Durante as décadas de 70 e 80, usou a sua escrita para combater a doutrina oficial da União Soviética, depois de ter terminado os estudos em Filologia no Instituto Pedagógico de Moscovo. Trabalhou como bibliotecário e bibliógrafo na universidade onde se graduou, antes de se dedicar à poesia, que acabaria por se tornar a sua faceta mais reconhecida do grande público.
Conhecido pelos “poemas-cartões-postais”, Lev Rubinstein inovou com esta prática – para ler o poema, feito de frases curtas, o leitor deve interagir fisicamente com o texto, impresso nos cartões-postais, manuseá-lo, lê-lo em voz alta. Tudo numa combinação de poesia, prosa e dramaturgia, outra das suas grandes paixões.

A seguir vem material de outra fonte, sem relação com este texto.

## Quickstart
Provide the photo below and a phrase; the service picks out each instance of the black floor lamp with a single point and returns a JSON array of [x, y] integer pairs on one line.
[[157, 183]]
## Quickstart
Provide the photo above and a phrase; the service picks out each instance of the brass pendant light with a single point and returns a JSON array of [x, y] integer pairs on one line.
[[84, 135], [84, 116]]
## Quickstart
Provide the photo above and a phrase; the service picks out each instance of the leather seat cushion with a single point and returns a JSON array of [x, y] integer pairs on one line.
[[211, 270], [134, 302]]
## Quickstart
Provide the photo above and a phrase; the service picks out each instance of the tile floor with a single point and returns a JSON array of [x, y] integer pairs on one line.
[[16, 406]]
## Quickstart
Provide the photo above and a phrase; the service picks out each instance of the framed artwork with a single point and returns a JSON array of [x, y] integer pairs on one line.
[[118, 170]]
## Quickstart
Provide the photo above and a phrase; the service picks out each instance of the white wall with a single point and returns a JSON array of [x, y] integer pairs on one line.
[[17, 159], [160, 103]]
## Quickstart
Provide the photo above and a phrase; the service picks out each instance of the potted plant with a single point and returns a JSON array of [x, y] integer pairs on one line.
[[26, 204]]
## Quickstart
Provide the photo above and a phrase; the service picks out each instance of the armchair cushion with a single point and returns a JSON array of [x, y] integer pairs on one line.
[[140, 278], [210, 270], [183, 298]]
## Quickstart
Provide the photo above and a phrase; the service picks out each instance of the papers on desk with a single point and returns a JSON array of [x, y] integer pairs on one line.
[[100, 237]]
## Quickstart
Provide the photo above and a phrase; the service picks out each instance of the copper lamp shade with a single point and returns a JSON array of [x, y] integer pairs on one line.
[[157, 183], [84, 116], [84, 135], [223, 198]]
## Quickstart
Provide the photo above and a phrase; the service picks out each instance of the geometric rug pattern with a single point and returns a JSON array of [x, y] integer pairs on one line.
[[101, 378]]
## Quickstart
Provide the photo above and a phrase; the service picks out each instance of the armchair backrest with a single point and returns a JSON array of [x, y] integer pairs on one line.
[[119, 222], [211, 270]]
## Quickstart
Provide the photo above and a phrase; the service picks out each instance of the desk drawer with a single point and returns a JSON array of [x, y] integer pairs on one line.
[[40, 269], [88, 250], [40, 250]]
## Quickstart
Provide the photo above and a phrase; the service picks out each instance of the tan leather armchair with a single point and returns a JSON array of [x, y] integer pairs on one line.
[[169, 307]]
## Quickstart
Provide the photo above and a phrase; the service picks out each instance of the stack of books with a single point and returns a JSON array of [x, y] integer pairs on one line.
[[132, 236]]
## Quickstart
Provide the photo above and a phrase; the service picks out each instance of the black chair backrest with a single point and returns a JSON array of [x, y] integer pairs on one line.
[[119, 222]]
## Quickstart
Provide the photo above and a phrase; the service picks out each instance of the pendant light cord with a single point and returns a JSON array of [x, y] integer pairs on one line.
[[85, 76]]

Em 1999, recebeu o prémio Andrei Bely, a mais antiga distinção literária russa, que celebra os escritores que desenvolveram os seus trabalhos apesar da censura soviética durante o século XX.
Numa fase mais avançada da carreira, Rubinstein enveredou pelo jornalismo, em publicações contrárias ao sistema vigente, como a revista Itogi ou os jornais Kommersant e Weekly Journal.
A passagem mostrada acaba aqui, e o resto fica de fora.